During Brondello’s time in New York, Ionescu and Stewart encouraged their coach to elevate her outfits for patrolling the sidelines at the Barclay Center in the fast-growing fashion-forward WNBA. So Brondello enlisted the help of a fashion designer to choose her gameday fits – everything from power suits to barrel-legged jeans and matching jackets.

“She’s just swaggy,” Ionescu said in a press conference after Brondello’s outfits were featured in a 2025 edition of fashion magazine Marie Claire, which dubbed the Aussie coach “the WNBA’s latest style MVP.”

It surprised many when the Liberty did not renew Brondello after the 2025 season. It ended in a first-round playoff exit, but she’d been the winningest coach in their franchise history.

Now she has arrived in Toronto, a city that’s already embraced women’s professional hockey, and has long been salivating for its own women’s pro basketball team.
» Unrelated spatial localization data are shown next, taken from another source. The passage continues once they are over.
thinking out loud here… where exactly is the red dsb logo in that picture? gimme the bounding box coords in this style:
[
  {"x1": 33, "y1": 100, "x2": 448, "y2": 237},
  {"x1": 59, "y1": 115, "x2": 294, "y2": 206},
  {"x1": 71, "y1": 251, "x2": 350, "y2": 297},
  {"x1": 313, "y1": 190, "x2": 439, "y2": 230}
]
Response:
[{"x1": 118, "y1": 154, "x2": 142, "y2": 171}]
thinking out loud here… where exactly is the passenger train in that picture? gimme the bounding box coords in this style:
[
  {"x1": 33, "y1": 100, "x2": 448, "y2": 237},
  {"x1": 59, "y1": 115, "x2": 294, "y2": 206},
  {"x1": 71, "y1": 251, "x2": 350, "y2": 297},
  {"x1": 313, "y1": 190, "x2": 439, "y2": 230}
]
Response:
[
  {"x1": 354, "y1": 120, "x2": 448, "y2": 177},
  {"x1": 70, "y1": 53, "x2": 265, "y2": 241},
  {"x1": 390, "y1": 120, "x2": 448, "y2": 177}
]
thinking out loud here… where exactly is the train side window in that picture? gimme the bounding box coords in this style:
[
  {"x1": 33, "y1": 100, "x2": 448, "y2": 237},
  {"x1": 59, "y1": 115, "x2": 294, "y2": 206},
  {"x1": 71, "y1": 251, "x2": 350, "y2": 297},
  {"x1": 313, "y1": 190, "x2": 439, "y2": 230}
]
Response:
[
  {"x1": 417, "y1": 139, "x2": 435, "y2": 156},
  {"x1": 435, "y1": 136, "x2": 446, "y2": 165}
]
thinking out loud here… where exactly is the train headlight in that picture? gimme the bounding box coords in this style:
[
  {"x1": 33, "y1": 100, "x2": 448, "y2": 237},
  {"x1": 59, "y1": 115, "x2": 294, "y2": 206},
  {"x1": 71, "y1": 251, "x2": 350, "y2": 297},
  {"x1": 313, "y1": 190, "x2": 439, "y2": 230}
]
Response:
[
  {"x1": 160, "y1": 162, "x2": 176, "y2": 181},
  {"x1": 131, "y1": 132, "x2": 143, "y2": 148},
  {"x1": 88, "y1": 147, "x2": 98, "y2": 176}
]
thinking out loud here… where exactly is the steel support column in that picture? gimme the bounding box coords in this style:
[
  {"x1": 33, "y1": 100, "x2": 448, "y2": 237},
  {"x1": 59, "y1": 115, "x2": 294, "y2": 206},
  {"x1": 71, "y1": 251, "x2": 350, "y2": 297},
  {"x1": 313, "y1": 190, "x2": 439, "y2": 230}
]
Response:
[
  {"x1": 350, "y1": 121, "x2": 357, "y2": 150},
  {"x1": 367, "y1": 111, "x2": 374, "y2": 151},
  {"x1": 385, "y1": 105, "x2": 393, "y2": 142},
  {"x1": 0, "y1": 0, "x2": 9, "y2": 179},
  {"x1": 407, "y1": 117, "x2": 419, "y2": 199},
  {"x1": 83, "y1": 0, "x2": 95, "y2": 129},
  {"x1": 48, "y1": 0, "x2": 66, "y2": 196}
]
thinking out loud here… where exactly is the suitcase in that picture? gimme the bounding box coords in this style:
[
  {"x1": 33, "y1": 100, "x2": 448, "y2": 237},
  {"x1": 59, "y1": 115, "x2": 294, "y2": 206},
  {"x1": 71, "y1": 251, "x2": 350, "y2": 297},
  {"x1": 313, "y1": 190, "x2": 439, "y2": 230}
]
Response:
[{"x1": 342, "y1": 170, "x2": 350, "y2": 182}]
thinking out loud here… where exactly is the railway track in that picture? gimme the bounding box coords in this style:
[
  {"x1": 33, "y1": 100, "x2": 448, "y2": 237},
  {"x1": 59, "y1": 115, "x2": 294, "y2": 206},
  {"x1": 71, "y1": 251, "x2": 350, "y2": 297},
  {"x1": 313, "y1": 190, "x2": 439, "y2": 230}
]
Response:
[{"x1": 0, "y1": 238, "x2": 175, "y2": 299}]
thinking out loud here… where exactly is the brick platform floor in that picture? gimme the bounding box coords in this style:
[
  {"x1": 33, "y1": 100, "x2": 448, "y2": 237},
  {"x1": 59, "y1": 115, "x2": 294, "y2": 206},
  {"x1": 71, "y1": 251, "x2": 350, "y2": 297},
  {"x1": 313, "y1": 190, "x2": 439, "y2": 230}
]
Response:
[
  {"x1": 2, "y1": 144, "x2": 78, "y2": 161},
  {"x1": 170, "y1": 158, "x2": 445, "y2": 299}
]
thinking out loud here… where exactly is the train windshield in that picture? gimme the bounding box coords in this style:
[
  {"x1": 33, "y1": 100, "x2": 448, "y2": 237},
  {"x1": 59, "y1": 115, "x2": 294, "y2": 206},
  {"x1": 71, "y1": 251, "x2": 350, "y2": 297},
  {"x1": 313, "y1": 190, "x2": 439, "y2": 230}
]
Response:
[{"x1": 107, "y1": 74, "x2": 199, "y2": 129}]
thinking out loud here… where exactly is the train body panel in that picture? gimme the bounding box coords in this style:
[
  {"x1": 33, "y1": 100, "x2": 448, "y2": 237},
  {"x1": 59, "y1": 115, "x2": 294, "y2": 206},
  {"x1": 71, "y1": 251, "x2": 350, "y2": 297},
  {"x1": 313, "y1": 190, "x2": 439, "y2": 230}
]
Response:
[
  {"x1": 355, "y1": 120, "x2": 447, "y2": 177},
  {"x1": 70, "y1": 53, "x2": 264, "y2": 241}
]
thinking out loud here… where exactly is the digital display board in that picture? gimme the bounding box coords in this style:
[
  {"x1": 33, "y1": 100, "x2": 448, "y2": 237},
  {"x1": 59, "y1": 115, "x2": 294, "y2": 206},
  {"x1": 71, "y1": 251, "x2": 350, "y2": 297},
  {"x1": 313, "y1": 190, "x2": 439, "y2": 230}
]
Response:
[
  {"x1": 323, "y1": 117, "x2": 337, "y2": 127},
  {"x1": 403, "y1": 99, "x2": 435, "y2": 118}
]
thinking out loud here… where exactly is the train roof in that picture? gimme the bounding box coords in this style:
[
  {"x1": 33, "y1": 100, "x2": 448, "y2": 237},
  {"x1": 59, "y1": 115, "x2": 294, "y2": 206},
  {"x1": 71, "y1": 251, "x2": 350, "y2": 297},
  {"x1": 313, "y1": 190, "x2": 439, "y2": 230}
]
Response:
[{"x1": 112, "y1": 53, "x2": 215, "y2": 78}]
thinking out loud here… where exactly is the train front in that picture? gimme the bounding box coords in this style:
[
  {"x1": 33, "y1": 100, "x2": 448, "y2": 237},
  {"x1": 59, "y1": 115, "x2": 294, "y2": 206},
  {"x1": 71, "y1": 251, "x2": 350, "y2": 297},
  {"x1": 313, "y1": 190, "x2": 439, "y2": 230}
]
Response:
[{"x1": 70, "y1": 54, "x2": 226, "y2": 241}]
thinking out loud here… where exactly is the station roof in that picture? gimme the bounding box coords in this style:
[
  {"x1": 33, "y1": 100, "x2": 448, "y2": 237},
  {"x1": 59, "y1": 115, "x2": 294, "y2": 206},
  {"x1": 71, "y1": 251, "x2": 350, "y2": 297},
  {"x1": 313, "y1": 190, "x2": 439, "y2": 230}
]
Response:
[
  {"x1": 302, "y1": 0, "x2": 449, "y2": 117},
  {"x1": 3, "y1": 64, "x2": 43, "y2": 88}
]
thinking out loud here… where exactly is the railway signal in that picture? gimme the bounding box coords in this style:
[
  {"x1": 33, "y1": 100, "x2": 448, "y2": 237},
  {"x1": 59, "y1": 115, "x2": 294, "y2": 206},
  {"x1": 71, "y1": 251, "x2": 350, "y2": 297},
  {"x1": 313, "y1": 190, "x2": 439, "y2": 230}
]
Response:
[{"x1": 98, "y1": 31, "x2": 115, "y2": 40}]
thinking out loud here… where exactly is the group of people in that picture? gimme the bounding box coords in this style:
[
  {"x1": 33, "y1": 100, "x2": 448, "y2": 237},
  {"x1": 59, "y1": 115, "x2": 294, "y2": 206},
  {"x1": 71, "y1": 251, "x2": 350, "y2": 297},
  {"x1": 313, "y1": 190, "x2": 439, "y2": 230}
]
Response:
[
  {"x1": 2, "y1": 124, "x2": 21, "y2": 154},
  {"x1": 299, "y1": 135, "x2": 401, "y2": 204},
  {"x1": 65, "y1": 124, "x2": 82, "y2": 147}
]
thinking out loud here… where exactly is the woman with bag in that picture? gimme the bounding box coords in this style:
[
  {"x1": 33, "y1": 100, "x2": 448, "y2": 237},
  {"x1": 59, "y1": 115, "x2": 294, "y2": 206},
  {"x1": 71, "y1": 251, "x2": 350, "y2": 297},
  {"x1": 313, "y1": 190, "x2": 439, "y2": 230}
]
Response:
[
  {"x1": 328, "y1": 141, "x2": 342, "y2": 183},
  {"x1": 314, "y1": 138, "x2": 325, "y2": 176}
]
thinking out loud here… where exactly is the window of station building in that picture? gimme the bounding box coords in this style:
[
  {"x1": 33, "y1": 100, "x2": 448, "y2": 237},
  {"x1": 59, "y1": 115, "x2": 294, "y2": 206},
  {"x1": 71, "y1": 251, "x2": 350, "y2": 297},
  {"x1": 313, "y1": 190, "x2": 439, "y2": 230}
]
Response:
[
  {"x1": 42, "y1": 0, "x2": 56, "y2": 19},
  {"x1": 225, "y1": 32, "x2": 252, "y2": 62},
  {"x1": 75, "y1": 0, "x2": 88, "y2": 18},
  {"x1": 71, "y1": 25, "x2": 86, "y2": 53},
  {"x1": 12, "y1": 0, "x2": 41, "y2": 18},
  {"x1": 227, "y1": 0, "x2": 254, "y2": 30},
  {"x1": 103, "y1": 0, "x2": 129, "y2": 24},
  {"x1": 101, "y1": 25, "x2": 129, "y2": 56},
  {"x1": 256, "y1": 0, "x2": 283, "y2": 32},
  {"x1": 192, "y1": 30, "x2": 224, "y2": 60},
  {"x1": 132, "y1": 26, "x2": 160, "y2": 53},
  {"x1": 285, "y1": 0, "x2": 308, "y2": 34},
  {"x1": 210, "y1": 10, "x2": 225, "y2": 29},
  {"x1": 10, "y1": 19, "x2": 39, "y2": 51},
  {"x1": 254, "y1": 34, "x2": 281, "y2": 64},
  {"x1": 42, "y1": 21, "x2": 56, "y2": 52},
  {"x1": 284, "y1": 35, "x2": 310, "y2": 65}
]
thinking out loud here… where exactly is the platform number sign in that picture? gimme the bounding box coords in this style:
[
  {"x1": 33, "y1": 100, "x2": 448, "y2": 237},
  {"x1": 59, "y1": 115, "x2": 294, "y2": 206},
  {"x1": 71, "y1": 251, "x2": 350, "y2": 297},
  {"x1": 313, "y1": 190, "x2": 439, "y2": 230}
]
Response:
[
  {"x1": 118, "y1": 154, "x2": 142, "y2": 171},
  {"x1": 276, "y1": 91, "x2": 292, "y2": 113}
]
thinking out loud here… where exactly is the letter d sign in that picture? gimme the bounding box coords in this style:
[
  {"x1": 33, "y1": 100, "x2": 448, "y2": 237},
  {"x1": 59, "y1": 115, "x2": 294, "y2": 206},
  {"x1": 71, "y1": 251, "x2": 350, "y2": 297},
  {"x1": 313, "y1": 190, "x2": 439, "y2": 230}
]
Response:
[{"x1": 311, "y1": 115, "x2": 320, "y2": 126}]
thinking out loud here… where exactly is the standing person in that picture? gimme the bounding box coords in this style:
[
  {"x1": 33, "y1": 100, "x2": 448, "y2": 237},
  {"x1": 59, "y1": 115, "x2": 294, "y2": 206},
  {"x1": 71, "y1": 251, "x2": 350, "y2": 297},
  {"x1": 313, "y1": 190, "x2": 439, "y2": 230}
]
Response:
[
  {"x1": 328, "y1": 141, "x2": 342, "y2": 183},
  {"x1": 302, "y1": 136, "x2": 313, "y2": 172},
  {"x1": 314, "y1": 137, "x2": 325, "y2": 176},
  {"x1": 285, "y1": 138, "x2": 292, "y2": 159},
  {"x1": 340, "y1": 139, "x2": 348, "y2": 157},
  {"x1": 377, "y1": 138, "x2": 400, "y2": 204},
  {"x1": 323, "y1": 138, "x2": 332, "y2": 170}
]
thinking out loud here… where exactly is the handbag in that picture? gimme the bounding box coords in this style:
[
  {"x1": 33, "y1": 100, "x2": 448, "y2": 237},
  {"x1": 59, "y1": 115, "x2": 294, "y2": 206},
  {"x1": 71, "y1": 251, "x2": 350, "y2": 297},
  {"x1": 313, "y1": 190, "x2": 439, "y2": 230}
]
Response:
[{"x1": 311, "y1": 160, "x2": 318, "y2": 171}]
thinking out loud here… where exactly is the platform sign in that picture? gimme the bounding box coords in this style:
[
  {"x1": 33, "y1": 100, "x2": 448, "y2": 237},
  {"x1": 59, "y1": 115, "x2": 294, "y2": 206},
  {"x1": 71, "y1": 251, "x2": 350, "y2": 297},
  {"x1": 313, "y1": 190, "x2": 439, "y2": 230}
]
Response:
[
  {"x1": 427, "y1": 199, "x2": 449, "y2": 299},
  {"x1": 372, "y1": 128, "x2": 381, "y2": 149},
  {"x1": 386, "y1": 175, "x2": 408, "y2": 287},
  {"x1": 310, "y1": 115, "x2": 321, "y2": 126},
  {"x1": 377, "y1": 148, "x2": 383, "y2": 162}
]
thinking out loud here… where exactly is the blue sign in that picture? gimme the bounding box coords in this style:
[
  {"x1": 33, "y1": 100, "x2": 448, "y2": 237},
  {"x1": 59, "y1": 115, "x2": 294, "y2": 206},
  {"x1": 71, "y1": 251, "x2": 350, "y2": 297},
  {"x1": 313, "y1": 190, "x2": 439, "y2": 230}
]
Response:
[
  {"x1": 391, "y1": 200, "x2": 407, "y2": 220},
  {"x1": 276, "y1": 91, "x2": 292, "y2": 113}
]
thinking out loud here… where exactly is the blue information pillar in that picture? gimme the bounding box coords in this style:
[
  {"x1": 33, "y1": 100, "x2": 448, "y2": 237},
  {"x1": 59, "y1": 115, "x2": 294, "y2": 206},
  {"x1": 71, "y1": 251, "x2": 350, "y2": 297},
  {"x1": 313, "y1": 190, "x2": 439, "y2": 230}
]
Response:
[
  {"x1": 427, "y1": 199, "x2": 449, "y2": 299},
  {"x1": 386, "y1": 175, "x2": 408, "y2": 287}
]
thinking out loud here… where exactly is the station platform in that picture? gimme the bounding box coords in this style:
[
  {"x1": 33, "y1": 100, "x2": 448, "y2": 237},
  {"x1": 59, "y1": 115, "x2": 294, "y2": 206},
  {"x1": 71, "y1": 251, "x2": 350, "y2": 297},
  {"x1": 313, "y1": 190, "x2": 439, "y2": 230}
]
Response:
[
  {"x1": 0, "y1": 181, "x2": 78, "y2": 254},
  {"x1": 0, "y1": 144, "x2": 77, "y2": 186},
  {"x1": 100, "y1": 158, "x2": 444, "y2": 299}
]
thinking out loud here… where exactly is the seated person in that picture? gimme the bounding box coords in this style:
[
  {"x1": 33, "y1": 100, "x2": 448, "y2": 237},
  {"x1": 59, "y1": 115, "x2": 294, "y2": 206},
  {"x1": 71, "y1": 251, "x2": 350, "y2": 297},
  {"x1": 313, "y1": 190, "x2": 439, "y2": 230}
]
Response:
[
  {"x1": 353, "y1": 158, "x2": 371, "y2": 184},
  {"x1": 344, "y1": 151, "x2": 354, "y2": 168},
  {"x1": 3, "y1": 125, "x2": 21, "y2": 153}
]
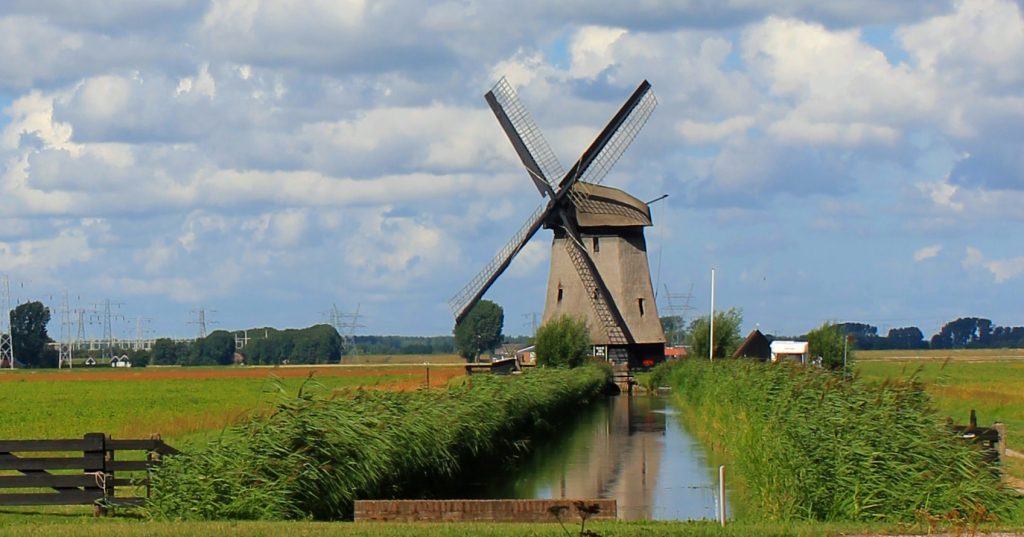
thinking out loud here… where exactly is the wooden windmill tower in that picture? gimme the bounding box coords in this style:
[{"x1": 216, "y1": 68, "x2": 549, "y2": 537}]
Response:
[{"x1": 449, "y1": 78, "x2": 665, "y2": 368}]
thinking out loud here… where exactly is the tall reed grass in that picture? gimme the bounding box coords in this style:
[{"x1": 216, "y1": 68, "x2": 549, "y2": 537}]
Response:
[
  {"x1": 146, "y1": 366, "x2": 609, "y2": 520},
  {"x1": 666, "y1": 360, "x2": 1017, "y2": 522}
]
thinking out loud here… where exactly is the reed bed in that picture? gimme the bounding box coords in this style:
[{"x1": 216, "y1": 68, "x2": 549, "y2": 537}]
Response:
[
  {"x1": 666, "y1": 360, "x2": 1018, "y2": 523},
  {"x1": 146, "y1": 366, "x2": 609, "y2": 520}
]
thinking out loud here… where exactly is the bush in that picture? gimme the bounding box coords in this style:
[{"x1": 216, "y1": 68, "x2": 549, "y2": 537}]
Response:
[
  {"x1": 668, "y1": 360, "x2": 1015, "y2": 522},
  {"x1": 453, "y1": 300, "x2": 504, "y2": 360},
  {"x1": 535, "y1": 315, "x2": 590, "y2": 368},
  {"x1": 686, "y1": 308, "x2": 743, "y2": 360},
  {"x1": 147, "y1": 366, "x2": 610, "y2": 520},
  {"x1": 806, "y1": 322, "x2": 853, "y2": 370}
]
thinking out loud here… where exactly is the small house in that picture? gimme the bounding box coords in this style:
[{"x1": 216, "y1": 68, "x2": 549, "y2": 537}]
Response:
[
  {"x1": 770, "y1": 341, "x2": 809, "y2": 364},
  {"x1": 732, "y1": 329, "x2": 771, "y2": 361},
  {"x1": 515, "y1": 345, "x2": 536, "y2": 366}
]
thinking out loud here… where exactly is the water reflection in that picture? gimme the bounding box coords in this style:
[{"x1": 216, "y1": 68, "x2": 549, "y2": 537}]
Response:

Her team is busy in its first week of training camp, with the opening preseason game next week, and the inaugural game on May 8. Now she must bring together a group of players just settling into the city, a roster built through the expansion draft and free agency, plus youngsters just selected in the WNBA draft.

“She’s a players’ coach, like, she’s fun to talk to. She gets after it. She gets on you,” said Toronto’s veteran guard, Brittney Sykes. “Even if you did something wrong, you don’t feel like you did something wrong. It’s just a teaching moment.”

Tempo centre Temi Fagbenle doesn’t want team to be limited by expansion status

The Tempo were just able to select players in the last couple of weeks, after off-season business was delayed due to the months-long negotiations between the WNBA and its players on a transformative new collective bargaining agreement that has earned players much bigger pay. Brondello has adopted a “be quick, but don’t hurry” philosophy while players are learning about each other, and the style of basketball the coach wants to play

“She never gets too high and never gets too low, and I think especially for someone like me, that really helps,” said Tempo guard Marina Mabrey. “Because she’s not, like, reacting to things, so it’s easy to kind of feel like a sense of poise and calm.”

Brondello’s husband, Olaf Lange, a two-time WNBA champion himself and head coach of the German national team, is on her Tempo staff as associate head coach. The family, including teenage kids Brody and Jayda, who both also play basketball, have kept a homebase in Phoenix for years so the kids had consistency in both school and friends. Lange and Brondello come and go from Phoenix, and the teens often join their parents with their WNBA club too.

“I am a mother too, and that’s very important for me, and I want to be the best at that role too,” said Brondello. “Sometimes I have mother’s guilt too, because you’re not there as much as you want. But our kids are very mature. They love what we do. They’re with us whenever they can.”

The family will come and go from a place in downtown Toronto.

“A lot of people keep telling me how great the summer is in Toronto,” said Brondello. “Friends will come and go, and we love that. So we’ve got people saying ‘I’m coming to visit.’ Well, no problem. Let’s go.”